QTM 385 - Experimental Methods

Lecture 10 - Two-sided non-compliance

Danilo Freire

Emory University

Hi, there!
Hope all is well! 😉

Brief recap 📚

Last class

  • One-sided non-compliance occurs when units in the treatment group fail to receive the intervention, while control group members remain unaffected
  • This scenario introduces two key groups:
    • Compliers: Subjects who accept treatment when assigned
    • Never-takers: Subjects who reject treatment regardless of assignment
  • The intent-to-treat (ITT) effect measures the impact of treatment assignment, while the complier average causal effect (CACE) estimates the true effect on those who actually received treatment
  • CACE can be calculated via: \(CACE = \frac{ITT_Y}{ITT_D}\)
  • Instrumental variables (IV) methods like two-stage least squares (2SLS) are preferred for estimation:
    • Regress treatment receipt on assignment (D ~ Z)
    • Use predicted treatment status to estimate outcome effects (Y ~ D_hat)
    • estimatr:::iv_robust(Y ~ D | Z, data = data)
  • Placebo designs help validate IV assumptions by testing compliers against non-treatment conditions
  • We should anticipate non-compliance through large sample sizes and robust experimental designs to maintain internal validity

Today’s plan 📋

Two-sided non-compliance

  • Two-sided non-compliance:
    • Treatment group: Some units don’t receive treatment
    • Control group: Some units access treatment externally
  • Four compliance types:
    • Compliers: Follow assigned treatment
    • Never-takers: Never receive treatment
    • Always-takers: Always seek treatment
    • Defiers: Do opposite of assignment
  • Non-ignorable selection and cross-contamination between arms
  • Monotonicity (no defiers)
  • Encouragement designs, double randomisation, and noncompliance-adjusted power calculations

Source: Alves (2022)

Two-sided non-compliance 🤔

Non-compliance: You already know it’s a problem

Now it will get worse 😂

  • Last class, we discussed one-sided non-compliance
  • We saw that ATE is not estimable in this scenario, as treatment and control groups are no longer comparable (selection bias risk)
  • We also learned how to estimate the CACE using IV methods, and it is the difference in observed treatment and control group outcomes by the proportion of subjects who are Compliers
  • Today, we will discuss two-sided non-compliance, which is even more complex
  • In this scenario, some subjects in the treatment group do not receive treatment, while some in the control group do
  • Underestimation of treatment effect (usually): If some in the treatment group don’t comply, and some in the control group get treatment, the difference between the groups in terms of actual treatment received becomes smaller
  • This can make it look like the treatment is less effective than it actually is.

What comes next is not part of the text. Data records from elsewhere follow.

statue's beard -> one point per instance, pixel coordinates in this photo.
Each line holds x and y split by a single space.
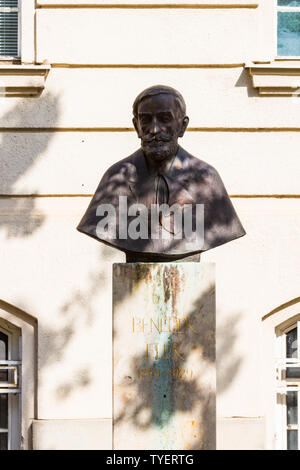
159 149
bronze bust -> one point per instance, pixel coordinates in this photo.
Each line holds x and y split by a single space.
161 203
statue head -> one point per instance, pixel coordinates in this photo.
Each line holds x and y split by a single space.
159 120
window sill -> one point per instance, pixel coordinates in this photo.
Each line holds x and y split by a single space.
23 80
277 78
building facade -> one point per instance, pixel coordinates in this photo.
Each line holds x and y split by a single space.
69 73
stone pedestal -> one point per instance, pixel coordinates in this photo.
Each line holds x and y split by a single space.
164 377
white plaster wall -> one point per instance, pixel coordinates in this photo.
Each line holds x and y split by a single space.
120 36
103 97
73 162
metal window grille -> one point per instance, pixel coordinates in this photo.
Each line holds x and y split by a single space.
288 388
9 28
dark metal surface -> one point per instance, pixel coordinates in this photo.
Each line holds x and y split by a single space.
163 172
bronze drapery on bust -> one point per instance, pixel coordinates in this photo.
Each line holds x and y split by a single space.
161 203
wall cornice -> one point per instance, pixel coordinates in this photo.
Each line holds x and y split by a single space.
277 78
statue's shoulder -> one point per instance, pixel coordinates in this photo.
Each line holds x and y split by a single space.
123 169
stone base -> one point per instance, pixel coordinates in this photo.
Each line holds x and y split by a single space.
164 380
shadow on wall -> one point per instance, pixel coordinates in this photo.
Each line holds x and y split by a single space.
19 151
151 400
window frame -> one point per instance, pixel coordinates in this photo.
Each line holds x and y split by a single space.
26 36
286 384
14 396
277 9
18 56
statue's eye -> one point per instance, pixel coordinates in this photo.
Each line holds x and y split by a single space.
165 117
145 119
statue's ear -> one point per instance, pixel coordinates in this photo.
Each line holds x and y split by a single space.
184 125
134 120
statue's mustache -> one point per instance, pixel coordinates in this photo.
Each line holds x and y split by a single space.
149 138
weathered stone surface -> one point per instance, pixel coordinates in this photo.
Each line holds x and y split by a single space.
164 356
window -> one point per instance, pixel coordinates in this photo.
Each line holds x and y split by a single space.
9 29
288 379
288 28
10 437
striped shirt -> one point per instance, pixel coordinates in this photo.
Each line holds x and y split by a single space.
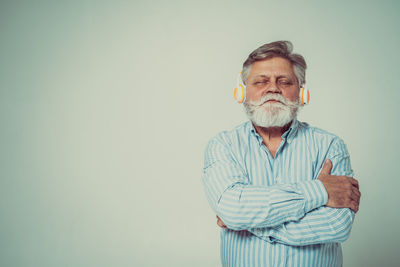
273 207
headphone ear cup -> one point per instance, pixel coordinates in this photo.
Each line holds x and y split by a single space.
304 96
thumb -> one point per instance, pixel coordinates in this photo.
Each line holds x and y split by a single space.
326 169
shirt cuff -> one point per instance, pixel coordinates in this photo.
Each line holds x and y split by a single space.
315 194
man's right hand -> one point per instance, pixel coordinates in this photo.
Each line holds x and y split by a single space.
343 191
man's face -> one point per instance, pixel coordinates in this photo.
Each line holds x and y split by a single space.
272 93
274 75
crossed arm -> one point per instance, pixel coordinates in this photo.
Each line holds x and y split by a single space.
303 213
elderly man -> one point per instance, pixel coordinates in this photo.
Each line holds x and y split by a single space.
282 190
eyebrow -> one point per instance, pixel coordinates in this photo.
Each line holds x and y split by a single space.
265 76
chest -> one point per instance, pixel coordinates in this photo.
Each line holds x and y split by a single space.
290 164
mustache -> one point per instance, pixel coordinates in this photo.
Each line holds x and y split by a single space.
272 96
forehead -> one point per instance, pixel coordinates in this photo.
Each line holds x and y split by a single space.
275 66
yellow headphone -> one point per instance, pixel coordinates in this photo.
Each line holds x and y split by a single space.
239 92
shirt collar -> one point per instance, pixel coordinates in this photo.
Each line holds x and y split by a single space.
288 135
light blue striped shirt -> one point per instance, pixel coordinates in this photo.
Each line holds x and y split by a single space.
274 206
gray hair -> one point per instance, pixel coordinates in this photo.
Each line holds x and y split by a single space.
281 49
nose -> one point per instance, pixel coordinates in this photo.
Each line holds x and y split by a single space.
273 88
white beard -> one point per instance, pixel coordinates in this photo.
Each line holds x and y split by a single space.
271 114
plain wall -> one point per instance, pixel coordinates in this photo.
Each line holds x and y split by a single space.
106 108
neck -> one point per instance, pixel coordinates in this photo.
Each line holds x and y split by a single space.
271 133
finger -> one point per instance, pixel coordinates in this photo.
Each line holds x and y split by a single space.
356 195
354 182
326 169
353 206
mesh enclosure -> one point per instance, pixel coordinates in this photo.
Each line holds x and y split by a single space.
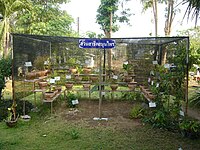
137 58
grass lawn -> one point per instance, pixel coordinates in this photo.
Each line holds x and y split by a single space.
43 132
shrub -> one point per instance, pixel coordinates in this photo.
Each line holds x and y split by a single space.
5 104
137 111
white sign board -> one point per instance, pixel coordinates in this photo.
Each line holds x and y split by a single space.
75 102
152 104
28 64
68 76
52 81
57 78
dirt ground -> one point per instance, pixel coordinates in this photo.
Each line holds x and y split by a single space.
117 113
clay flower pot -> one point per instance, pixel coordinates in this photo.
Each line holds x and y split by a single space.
114 86
42 85
73 70
86 86
87 70
30 75
58 88
49 95
69 86
128 79
11 123
151 96
94 79
131 86
78 78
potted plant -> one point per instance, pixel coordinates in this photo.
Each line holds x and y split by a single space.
190 128
128 68
70 98
43 84
113 82
11 120
79 71
132 85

We “dilute” the treatment effect 🤓

Compliance types 📊

Four types of compliance

  • So far, we have discussed Compliers and Never-takers
  • In two-sided non-compliance, we also have Always-takers and Defiers
  • Always-takers: Subjects who always seek treatment, regardless of assignment
  • Defiers: Subjects who do the opposite of their assignment: Imagine stubborn teenagers! 😂
  • Many experiments face this issue, especially in social sciences
    • Encouragement designs: For example, students who receive private school vouchers but still attend public schools, but some students in the control group attend private schools even without vouchers
    • Natural experiments: Lottery defined who would be drafted to the Vietnam War, but some drafted soldiers avoided service, while some non-drafted soldiers volunteered
  • Fortunately, the estimation is similar to one-sided non-compliance, just with more assumptions

Four types of compliance

  • More formally, we have the following:

  • \(Z_i\) is the treatment assignment, \(D_i\) is the treatment receipt, and \(Y_i\) is the outcome

  • Compliers: \(D_i(1) = 1\) and \(D_i(0) = 0\). Similarly, \(D_i(1) \gt D_i(0)\)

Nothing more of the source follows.